All of her mother’s divorces had been on decent terms, and she was friendly with all her former husbands, and they still adored her. Thalia Hamish Anders Thayer Johnson di San Giovane was beautiful, chic, spoiled, self-centered, larger than life, glamorous, and a little crazy by most people’s standards. Francesca referred to her as “colorful” when she was trying to be nice about her. But in fact, her mother had been an agonizing humiliation for her all her life. She had married three Americans and two Europeans. Both of her European husbands, one British and one Italian, had titles. She had been divorced four times, and widowed the last time. Her husbands had been a very successful writer, Francesca’s father, the artist, the scion of a famous British banking family, a Texas land developer who left her comfortable with a big settlement and two shopping malls, which in turn had allowed her to marry a penniless but extremely charming Italian count, who died eight months later in a terrible car accident in Rome in his Ferrari.

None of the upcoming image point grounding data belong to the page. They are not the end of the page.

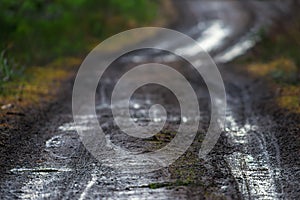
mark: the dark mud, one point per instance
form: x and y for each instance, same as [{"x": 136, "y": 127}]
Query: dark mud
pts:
[{"x": 255, "y": 158}]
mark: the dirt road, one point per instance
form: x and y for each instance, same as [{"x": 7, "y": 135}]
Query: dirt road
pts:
[{"x": 255, "y": 157}]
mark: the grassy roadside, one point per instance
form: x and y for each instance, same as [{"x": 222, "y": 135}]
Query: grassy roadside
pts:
[
  {"x": 39, "y": 55},
  {"x": 277, "y": 59}
]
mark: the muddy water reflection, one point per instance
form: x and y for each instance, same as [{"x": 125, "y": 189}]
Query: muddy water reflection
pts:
[{"x": 251, "y": 165}]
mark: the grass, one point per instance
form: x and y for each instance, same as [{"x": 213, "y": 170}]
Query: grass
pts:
[
  {"x": 42, "y": 41},
  {"x": 277, "y": 58}
]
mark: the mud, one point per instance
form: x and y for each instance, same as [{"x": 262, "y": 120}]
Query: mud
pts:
[{"x": 255, "y": 158}]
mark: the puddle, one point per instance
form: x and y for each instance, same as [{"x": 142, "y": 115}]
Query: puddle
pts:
[
  {"x": 251, "y": 167},
  {"x": 40, "y": 170}
]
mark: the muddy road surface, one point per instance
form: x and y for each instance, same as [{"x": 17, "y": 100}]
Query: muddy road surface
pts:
[{"x": 255, "y": 157}]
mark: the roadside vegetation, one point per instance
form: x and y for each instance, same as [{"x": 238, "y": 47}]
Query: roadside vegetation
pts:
[
  {"x": 39, "y": 40},
  {"x": 277, "y": 58}
]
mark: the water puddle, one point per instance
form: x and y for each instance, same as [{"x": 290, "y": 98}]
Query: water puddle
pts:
[{"x": 251, "y": 166}]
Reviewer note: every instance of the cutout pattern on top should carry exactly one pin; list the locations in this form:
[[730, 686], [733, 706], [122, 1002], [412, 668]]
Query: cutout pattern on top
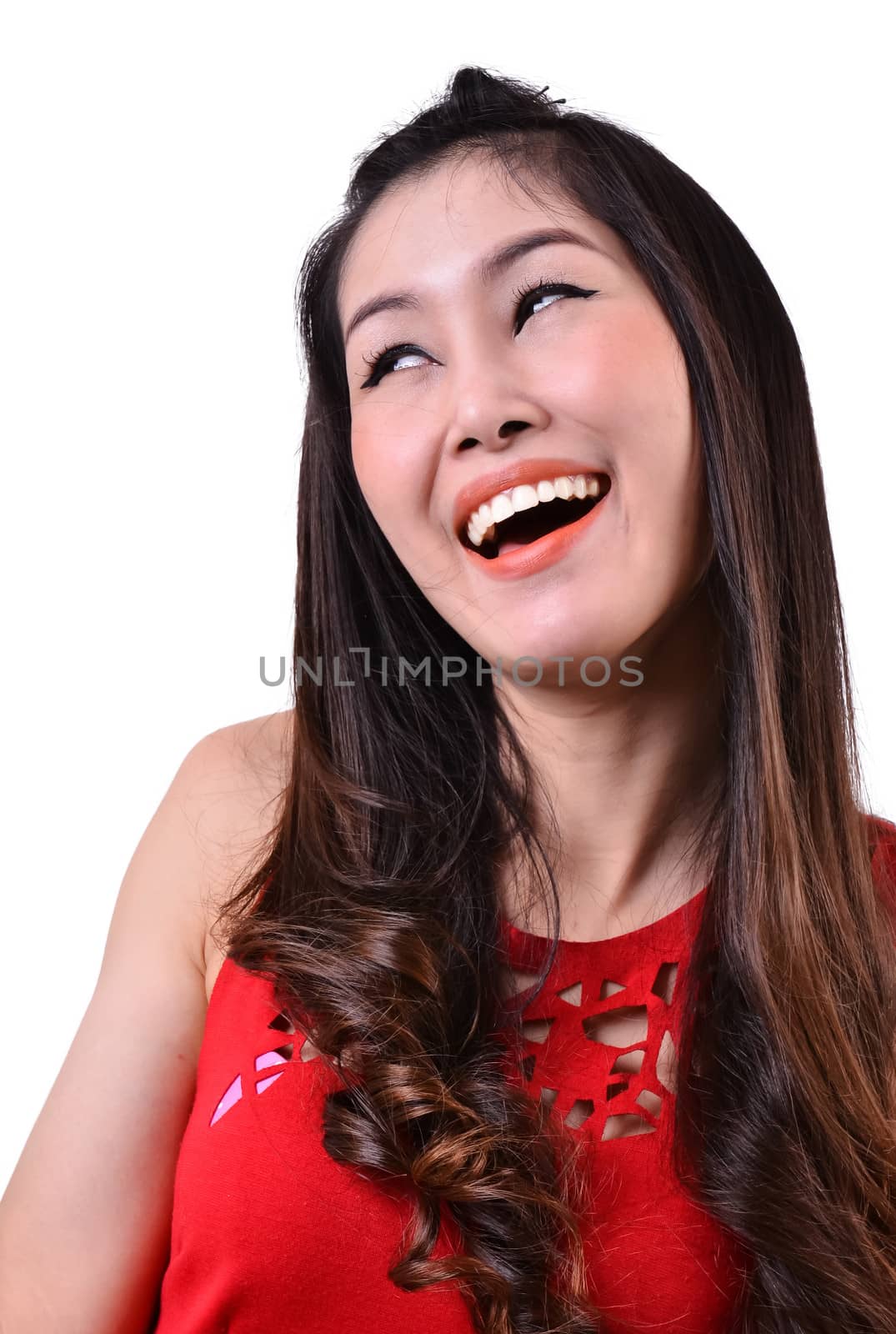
[[268, 1060], [600, 1047]]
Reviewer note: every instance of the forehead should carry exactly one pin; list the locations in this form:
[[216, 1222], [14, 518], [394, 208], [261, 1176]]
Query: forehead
[[431, 233]]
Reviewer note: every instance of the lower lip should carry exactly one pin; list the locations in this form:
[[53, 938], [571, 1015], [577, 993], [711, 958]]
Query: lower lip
[[540, 554]]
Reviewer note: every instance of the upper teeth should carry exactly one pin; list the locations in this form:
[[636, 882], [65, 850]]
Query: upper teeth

As far as Francesca was concerned, her mother came from another planet. The two women had nothing in common. And now of course she would say “I told you so” when Francesca told her that the relationship was over, which Francesca hadn’t had the guts to do yet. She didn’t want to hear what she would have to say about it.
Her mother hadn’t offered to help her when Francesca bought the house and opened the gallery, and she knew she wouldn’t help her now. She thought the house a foolhardy investment and didn’t like the neighborhood, and like Todd, she would advise Francesca to sell it. If they did, they would both make a profit. But Francesca didn’t want the money, she wanted to stay in the house, and she was convinced there was a way to do it. She just hadn’t found it yet. And her mother would be no help with that. She never was. Francesca’s mother wasn’t a practical woman. She had relied on men all her life, and used the alimony and settlements they gave her to support her jet-set lifestyle. She had never made a penny on her own, only by getting married or divorced, which seemed like prostitution to Francesca.